The Court of Criminal Appeal has increased from three to five years a prison sentence imposed on a company director for his role in insurance fraud schemes totalling some £324,000.
The court described the fraud as "calculated, deliberate and sophisticated".
The Director of Public Prosecutions (DPP) had sought an increased sentence for Michael Byrne, arguing the original three-year sentence imposed on him Dublin Circuit Criminal Court was "unduly lenient".
Byrne (40), of Prucklish, Newtownforbes, Co Longford, a director of Michael Byrne's Motors, was convicted by a jury of conspiring with others to defraud the PMPA by falsely pretending that a road accident had happened in 1994 at the M50 near Lucan, Co Dublin.
He also pleaded guilty to additional charges of falsely obtaining money from the PMPA and Cornhill Insurance companies from a further series of staged accidents and from falsely reporting that a car had been stolen. The offences occurred on dates from 1994 to 1996 at a number of locations.
The circuit court had imposed two six-year jail terms on two charges but suspended three years of those sentences in each case and also imposed three terms of four years, with the two final years suspended in each case, all to run concurrently.
Yesterday, allowing the appeal by the DPP, the Court of Criminal Appeal varied the sentences and substituted a five-year jail term to run from the date of sentence.
In the circuit court, the gardaí were complemented by the judge for their "exemplary work" in the case. The circuit court directed that €5,000 out of a sum of €50,000 that had been lodged in court on behalf of Byrne should be paid over to the Garda Benevolent Fund, with the balance being paid to the PMPA.

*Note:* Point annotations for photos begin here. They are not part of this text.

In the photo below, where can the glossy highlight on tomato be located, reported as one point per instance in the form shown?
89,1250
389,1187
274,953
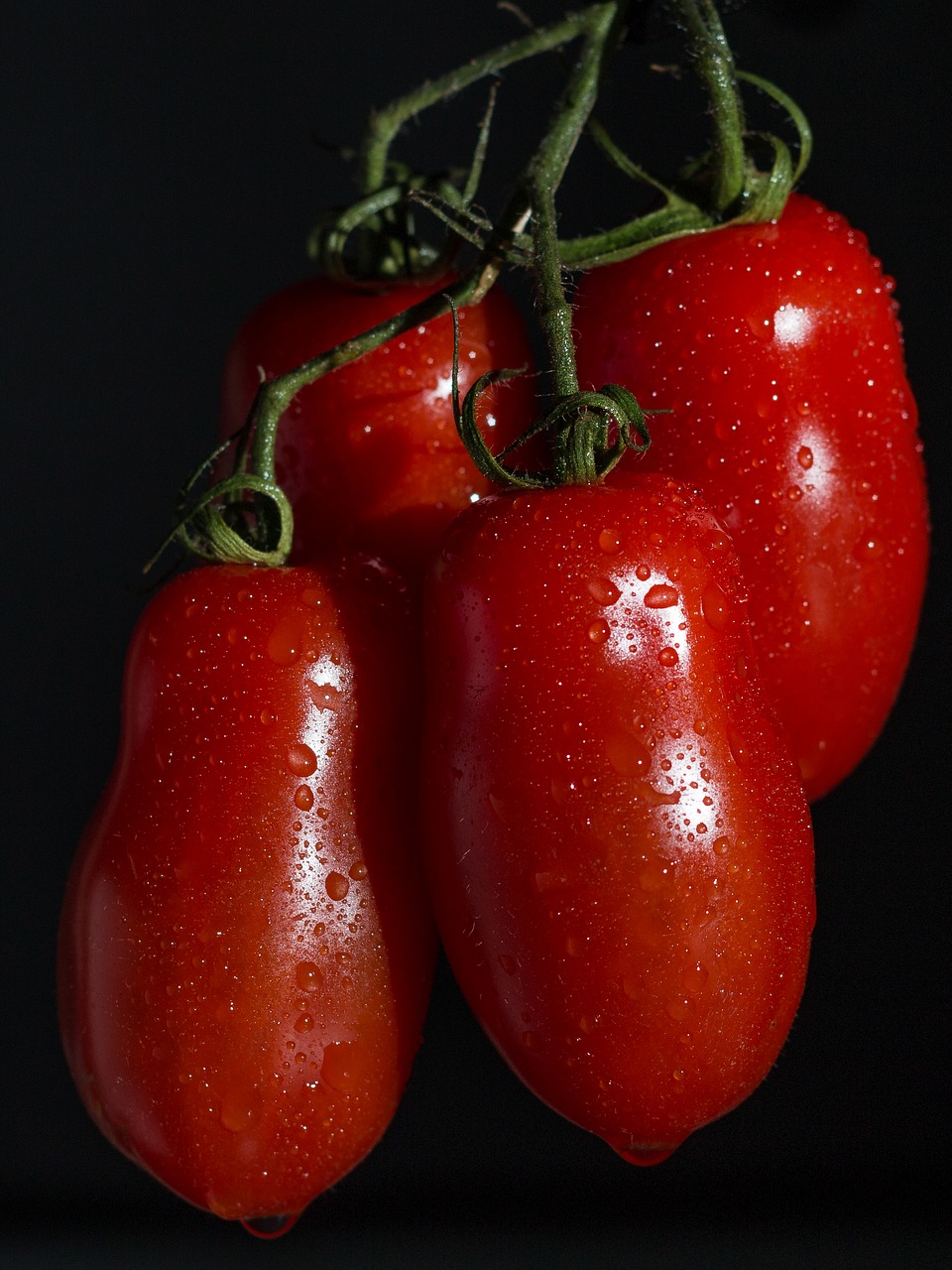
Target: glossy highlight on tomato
370,454
619,844
777,350
246,948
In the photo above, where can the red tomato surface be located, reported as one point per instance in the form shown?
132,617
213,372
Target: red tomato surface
370,453
619,844
778,352
245,949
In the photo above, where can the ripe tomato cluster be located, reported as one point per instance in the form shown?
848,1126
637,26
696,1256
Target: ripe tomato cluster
571,728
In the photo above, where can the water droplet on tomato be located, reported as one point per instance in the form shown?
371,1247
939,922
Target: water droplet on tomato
739,751
270,1227
336,885
302,760
285,645
603,590
869,548
610,541
240,1109
325,697
644,1155
627,754
307,975
696,976
661,595
680,1007
303,798
598,631
715,607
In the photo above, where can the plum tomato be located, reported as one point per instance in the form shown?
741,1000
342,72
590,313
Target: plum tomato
370,454
245,948
778,353
619,843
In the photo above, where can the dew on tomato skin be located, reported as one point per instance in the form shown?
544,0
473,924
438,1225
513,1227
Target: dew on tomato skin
325,697
660,595
303,798
336,885
869,548
603,590
610,541
644,1155
270,1227
302,760
240,1109
307,976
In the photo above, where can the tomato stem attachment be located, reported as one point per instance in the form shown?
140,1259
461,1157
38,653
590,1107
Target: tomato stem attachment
590,431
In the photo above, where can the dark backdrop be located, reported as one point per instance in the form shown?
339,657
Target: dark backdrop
162,175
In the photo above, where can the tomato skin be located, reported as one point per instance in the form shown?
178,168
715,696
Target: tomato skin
778,352
245,948
370,454
620,849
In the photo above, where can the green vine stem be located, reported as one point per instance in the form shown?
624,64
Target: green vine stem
385,125
580,423
712,63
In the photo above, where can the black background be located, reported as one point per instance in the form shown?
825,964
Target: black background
162,177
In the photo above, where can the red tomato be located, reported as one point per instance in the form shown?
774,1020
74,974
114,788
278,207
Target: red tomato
370,453
245,949
619,844
777,349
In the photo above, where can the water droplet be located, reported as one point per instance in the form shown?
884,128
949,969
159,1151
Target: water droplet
599,631
610,541
270,1227
325,697
696,976
680,1007
603,590
869,548
644,1153
739,751
286,645
307,976
302,760
627,754
715,607
660,595
240,1109
303,798
336,885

Giving the appeal court judgment, Mr Justice Murray, sitting with Mr Justice O'Sullivan and Mr Justice de Valera, said the offences were calculated, deliberate and sophisticated. They involved careful preparation of a plan that created the circumstances where it would be believed a road traffic accident had taken place, and that serious damage had been caused to particular vehicles and in some cases to individuals.
He added that Byrne was in the motor trade and had clearly used his own knowledge and expertise. He would have had access to crashed vehicles in the trade in order to mount the series of offences in which he engaged.
Having regard to the gravity of the offences and notwithstanding matters that had been put forward in mitigation of behalf of Byrne, the appeal court was satisfied that the sentences imposed in the circuit court were not only lenient but unduly lenient, Mr Justice Murray said.
The appeal court was taking into account a number of mitigating factors put forward on Byrne's behalf, including that he had, in effect, "lost everything". He had lost his business and his standing in the community. He had a previous good record with no previous convictions.
Some €50,000 had been contributed with the help of family as compensation. But for the various mitigating circumstances, the court would certainly have considered a more severe sentence than in fact it was imposing, the judge said.
Counsel for the DPP, Mr George Birmingham, had submitted that the offences had been carried out over a "not insignificant" period and that what had happened was not a once-off incident. Mr Gerard O'Brien representing Byrne, said it was accepted that he had not been in trouble previously and that there was no prospect of him re-offending.